Pastor’s Corner: “Rodeo Faith”

1 Peter 4:12 (AMP) – 12 Beloved, do not be surprised at the fiery ordeal which is taking place to test you [that is, to test the quality of your faith], as though something strange or unusual were happening to you. 

I read a cartoon depicting a person with hair flying in all directions and frazzled, sunken eyes. The caption read, “I try to take just one day at a time … but lately several days have attacked me at once.” Another cartoon made the observation that “Computers are teaching our young people to function in the exciting world of virtual reality. Unfortunately, we still have the job of teaching them to survive in the frightening world of actual reality.” 

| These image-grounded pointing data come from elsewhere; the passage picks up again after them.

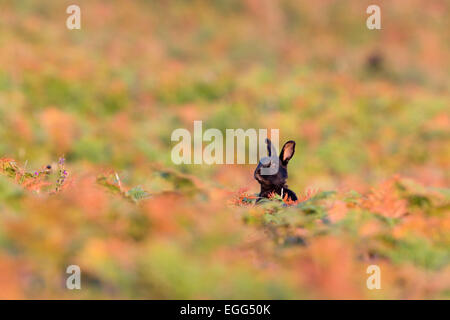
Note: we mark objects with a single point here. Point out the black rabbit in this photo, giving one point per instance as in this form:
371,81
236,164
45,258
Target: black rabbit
271,172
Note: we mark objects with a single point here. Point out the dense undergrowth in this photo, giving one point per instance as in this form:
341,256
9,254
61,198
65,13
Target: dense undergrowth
368,110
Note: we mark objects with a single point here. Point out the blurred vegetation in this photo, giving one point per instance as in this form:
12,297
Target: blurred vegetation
369,110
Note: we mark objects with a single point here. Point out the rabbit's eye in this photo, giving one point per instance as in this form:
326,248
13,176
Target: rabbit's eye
265,162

Life is like a rodeo; one day we are tossed up, another day we are tossed down and still another day we are tossed all around. It can be a cliché—Life has its ups and downs—but when it hits you, it’s more than just a popular saying. God affirms this reality in the bible and tells us that we can either be tossed and turned by those changes or we can be anchored by HIM in the truth of His word. Instead of interpreting life through the grid of our experiences and the emotions that follow, we are told to interpret life through the filter of God’s word, not our feelings. And this is how we grow. And if you think growing in faith is a continual ascent into joy, you’re mistaken. It’s an up and down path filled with humility and of casting off the old self and putting on the new. If the way to walk with Jesus is down a bumpy and sometimes painful road, that’s the path I’ll choose. Because, more than anything, I want to be with Him and like Him. 

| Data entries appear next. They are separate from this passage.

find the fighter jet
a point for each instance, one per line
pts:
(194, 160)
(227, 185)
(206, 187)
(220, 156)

We aren’t immune to life’s alternating patterns, and neither were the heroes of the Scripture. Think of any biblical character you want to, from Adam to Zacharias. As you read about God’s people in His Word, each had good days and bad ones: 

Take Elijah, for example. In one chapter, we see him calling down fire from heaven on the ridge of Mount Carmel. Turn a few pages and he’s hiding under a juniper tree wishing he were dead.  In the first chapter of Job, we see him rich and respected, on top of the world; happy home, happy wife, good health and wealth. A few verses later, he’s sitting in the ashes, mourning his family, reduced to poverty, and scraping his sores with pottery shards. Consider the patriarch Joseph. He’s pictured in Genesis 40 rotting in prison; turn the page and he’s the Prime Minster of Egypt. When John the Baptist started preaching, he instantly became the most successful and renowned evangelist in four centuries. But when we next see him, he’s sending word to Jesus from prison, asking, “Are You the Coming One, or do we look for another?” (Matthew 11:3).  Then Herod takes his head. In Matthew 16, Peter heard Jesus saying to him: “Blessed are you, Simon Bar-Jonah.” Five verses later, he heard the same voice say, “Get behind Me, Satan!” In Revelation 1, the aged apostle John was banished from church and country, sentenced to lonely exile on a penal island; but by verse 10 he was in the Spirit on the Lord’s Day, caught up in heavenly visions to see the splendor of the enthroned Christ. 

Perhaps no one except Christ Himself experienced a greater range of highs and lows than King David. In Psalm 30 David describe how God had taken him from hurting to healing (verses 1-4); from weeping to joy (verse 5); from prosperity to poverty (verses 6-7); from mourning to dancing (verse 11), and from silence to singing (verse 12). He ended by saying, “You turned my wailing into dancing; You removed my sackcloth and clothed me with joy, that my heart may sing to You” (verses 11-12, NIV). 

Psalm 30 simply reflects Scriptural realism. Life isn’t ideal; troubles hit us hard; we can be cast down. But God is faithful; His compassions never fail, for great is His faithfulness. He is all we need, our All-Sufficient Savior, our All-in-All. Whether we’re up or whether we’re down, He is the same yesterday, today, and forever.